On Monday, China's top economic planning agency the National Development and Reform Commission (NDRC) released a catalogue of industries that it would support, restrict or eliminate. The catalogue listed "mining" activities for Bitcoin and other virtual currencies as an area to be "eliminated."
Furthermore, the NDRC did not mention a specific timetable or plan to eliminate virtual currency mining, which indicates the government will immediately eliminate the sector.
That should leave no speculation about China's official stance against Bitcoin and other virtual currency mining, and, given China's role as a world leader in mining activities, the move will likely have a major impact on the global market, analysts said.
Though China's central bank banned Bitcoin trading in September 2017, mining continued in China, despite efforts to phase out.
Last year, the Office of the Leading Group for the Special Campaign against Internet Financial Risks, which oversees the government's efforts in fending off online financial risks, released a policy directive to phase out mining operations in an orderly manner, citing massive consumption of energy and financial risks.

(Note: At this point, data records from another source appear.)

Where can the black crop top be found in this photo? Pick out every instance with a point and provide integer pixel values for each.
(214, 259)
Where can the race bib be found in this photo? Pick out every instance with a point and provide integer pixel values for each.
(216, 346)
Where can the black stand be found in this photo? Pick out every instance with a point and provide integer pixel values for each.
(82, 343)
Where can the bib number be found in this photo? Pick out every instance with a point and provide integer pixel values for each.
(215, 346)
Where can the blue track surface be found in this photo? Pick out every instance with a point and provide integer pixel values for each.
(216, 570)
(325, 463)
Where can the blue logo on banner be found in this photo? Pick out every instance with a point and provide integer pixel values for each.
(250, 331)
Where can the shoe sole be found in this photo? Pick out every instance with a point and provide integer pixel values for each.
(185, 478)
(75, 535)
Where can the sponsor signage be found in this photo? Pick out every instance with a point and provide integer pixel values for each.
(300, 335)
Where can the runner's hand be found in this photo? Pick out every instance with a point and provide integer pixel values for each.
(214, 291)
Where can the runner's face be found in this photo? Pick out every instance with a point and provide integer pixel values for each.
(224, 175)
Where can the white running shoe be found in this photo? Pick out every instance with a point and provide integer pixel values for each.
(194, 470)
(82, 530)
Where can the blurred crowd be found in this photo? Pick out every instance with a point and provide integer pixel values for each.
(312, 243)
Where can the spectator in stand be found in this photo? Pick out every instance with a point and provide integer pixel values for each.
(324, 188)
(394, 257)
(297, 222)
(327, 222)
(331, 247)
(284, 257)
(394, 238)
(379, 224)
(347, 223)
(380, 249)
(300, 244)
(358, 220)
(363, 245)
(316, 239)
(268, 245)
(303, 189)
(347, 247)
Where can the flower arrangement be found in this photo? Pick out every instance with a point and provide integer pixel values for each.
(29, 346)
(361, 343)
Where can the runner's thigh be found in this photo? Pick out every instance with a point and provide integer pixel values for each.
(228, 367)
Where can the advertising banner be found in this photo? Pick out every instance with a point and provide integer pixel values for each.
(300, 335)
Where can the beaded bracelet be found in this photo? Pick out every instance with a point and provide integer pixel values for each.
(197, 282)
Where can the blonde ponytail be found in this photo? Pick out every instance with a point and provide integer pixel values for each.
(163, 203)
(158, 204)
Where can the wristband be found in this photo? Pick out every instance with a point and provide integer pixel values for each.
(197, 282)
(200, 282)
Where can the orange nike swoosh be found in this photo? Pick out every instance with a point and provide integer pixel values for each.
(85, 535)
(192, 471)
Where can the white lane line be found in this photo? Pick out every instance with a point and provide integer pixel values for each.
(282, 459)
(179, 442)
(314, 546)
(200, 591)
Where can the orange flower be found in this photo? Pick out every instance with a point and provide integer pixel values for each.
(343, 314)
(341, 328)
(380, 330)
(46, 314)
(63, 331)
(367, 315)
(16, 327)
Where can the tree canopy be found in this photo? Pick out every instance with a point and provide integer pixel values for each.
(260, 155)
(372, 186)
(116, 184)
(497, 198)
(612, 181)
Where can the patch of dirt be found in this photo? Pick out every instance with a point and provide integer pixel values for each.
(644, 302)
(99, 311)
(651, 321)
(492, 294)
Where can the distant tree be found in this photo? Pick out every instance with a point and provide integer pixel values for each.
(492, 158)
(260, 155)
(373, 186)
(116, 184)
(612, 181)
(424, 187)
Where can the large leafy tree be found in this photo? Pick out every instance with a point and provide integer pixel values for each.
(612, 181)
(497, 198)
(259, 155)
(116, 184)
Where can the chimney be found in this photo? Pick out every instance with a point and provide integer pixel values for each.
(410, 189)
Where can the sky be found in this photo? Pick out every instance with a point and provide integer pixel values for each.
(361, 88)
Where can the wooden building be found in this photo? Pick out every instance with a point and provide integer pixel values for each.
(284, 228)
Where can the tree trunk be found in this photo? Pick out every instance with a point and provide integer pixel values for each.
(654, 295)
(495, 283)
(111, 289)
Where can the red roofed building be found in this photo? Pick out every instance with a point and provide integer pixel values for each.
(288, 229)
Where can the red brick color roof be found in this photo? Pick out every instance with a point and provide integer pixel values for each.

Some local governments in areas such as North China's Inner Mongolia Autonomous Region and Southwest China's Yunnan Province, where bitcoin mining is concentrated, released similar policies. But mining activities have continued under disguise, according to media reports.
The NDRC's move on Monday, which followed recent calls from Chinese leaders to further tighten regulations on trading, reflects Chinese officials' determination to "wipe out" Bitcoin mining and trading in China, according to Zhao Yao, contract research fellow at the Institute of Finance and Banking at the Chinese Academy of Social Sciences.
"There have already been some policies about phasing out Bitcoin mining, but they have not been very effective as some local governments, in pursuit of GDP growth, continue to ignore the risks of Bitcoin," Zhao told the Global Times on Tuesday. "The move by the NDRC, which determines industrial policies, carries much more weight."
Chinese lawmakers and political advisors have also called for tighter rules reins on virtual currencies during this year's legislative and political advisory sessions, known as the two sessions, in March, which is often described as the most important political event of the year.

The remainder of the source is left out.